In some states, your actions create a community interest in the property. If you were actively managing your stock positions during the marriage, you may create a community interest in the growth on the separate property. The original separate property may still be characterized as separate, but any actions devoted to the growth of the assets could be considered for the benefit of the community since they transpired during the marriage and the growth or appreciation may now be considered divisible as community or marital property. Similarly, this applies to a business owned before the marriage and growth during the marriage.

 

Separate property is not typically subject to division. However, it may be if it has been “transmuted” (turned into community property through its disposition) or if it has been commingled. In some states, if the separate property was placed into a joint account, it automatically is considered commingled and no longer retains its separate property nature. In other states, if it can no longer be distinguished from community property, then it becomes community.  If the amount placed into the joint account never was depleted and still remains in the account), in some states, this the separate property is considered intact and traceable, therefore can retain its interest.

 

Commingling of funds happens when you have separate property that not kept separate and distinct from other community funds. Ideally, separate property as defined above, should be kept in a separate account, or titled separately, and no community funds should be used to maintain that property.

 

If for example, you inherited assets and did not keep it in a separate account but rather placed it into a joint account and used a portion for living expenses or for a down payment on a jointly owned home it could be considered commingled and its characterization may be changed to community property.

 

While there may be a possibility of the characterization changing from separate to marital, if you can trace the property back to the original source (account, transfer, etc.) it can mean reimbursement of those funds back to the person who inherited the funds.

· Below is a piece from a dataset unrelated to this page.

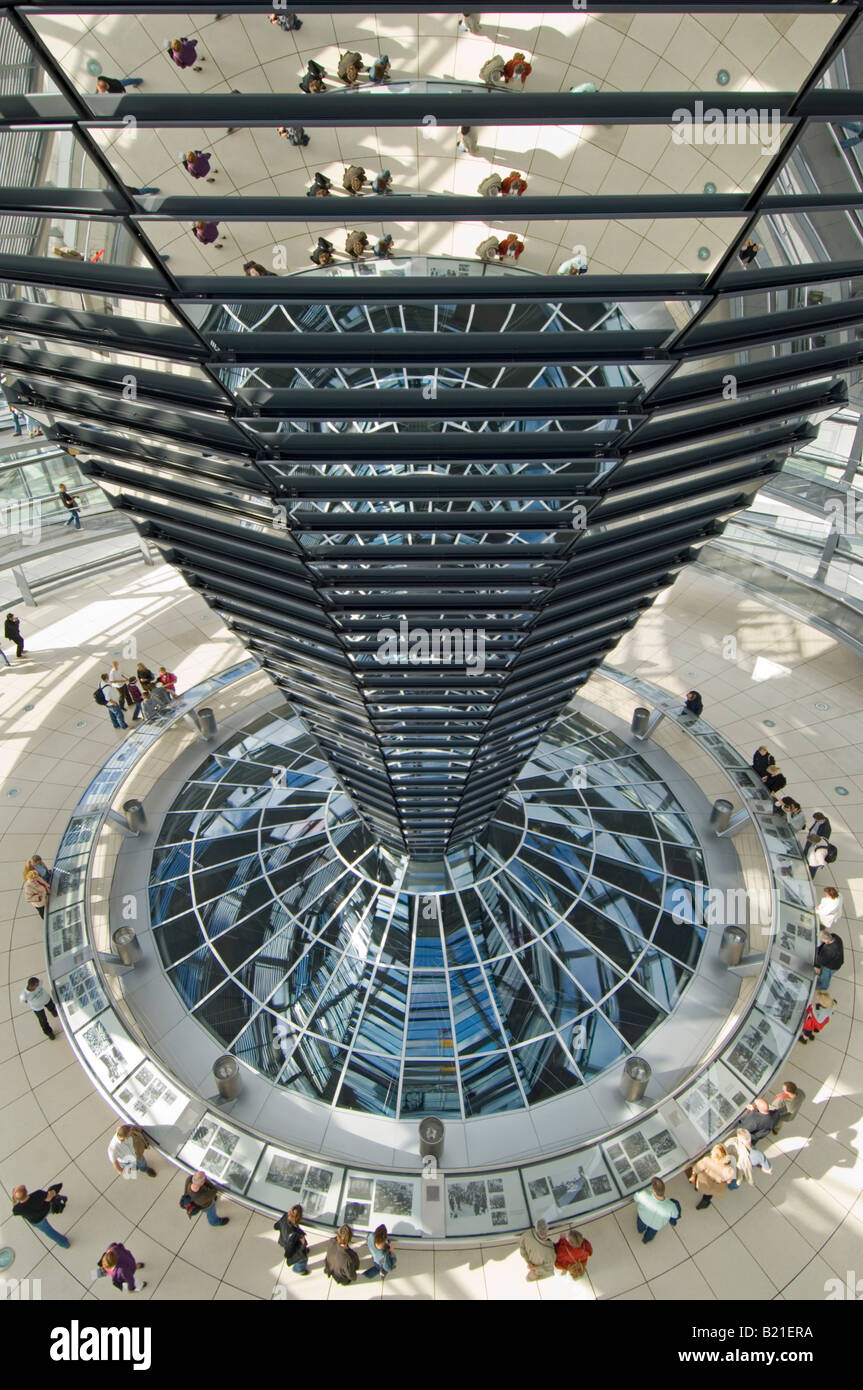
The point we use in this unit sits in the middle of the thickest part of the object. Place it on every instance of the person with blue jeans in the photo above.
(292, 1239)
(655, 1211)
(380, 1248)
(35, 1208)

But the burden of proof is usually on the spouse who has the separate property and this is governed by state rules.

 

This burden could be very stringent in some states. Often you need exact tracing of records to the original receipt (legal paperwork, accounts, closing statements, emails, and other evidence) and then trace the flow of the funds through to the current state. Not all of this may be acceptable as evidence of proper forensic tracing.

 

Forensic accountants can help identify and trace this with the information you have and guide you for what you need to prove the separate property in the court. They will analyze the data and help prove your separate and marital property. Often, this may become a battle of experts as each spouse hires their own forensic accountant to validate the separate property to the extent that would be admissible and evidentiary in court.

 

If you are in mediation, an agreement from your spouse would be sufficient to identify what was separate. The tracing need not be as extensive nor as solidly proven. Even if you are able to prove some of it, it is sometimes worthwhile than expending additional resources to prove your separate property.

 

When dividing community property some states, the nine community property states including California, use a bright-line rule and divide property 50/50. Other states which are equitable distribution states use standards instead and consider a number of factors including, the income prospects of the spouses, the length of the marriage, number of children, etc.

 

It's important to intentionally protect separate assets with prenuptials or postnuptials or to keep the property separate without any action during the marriage.

 

Note:  This article is for informational purposes only and is not intended to provide either tax or legal advice.  Please contact your attorney or accountant and rely on their independent research and advice for these matters.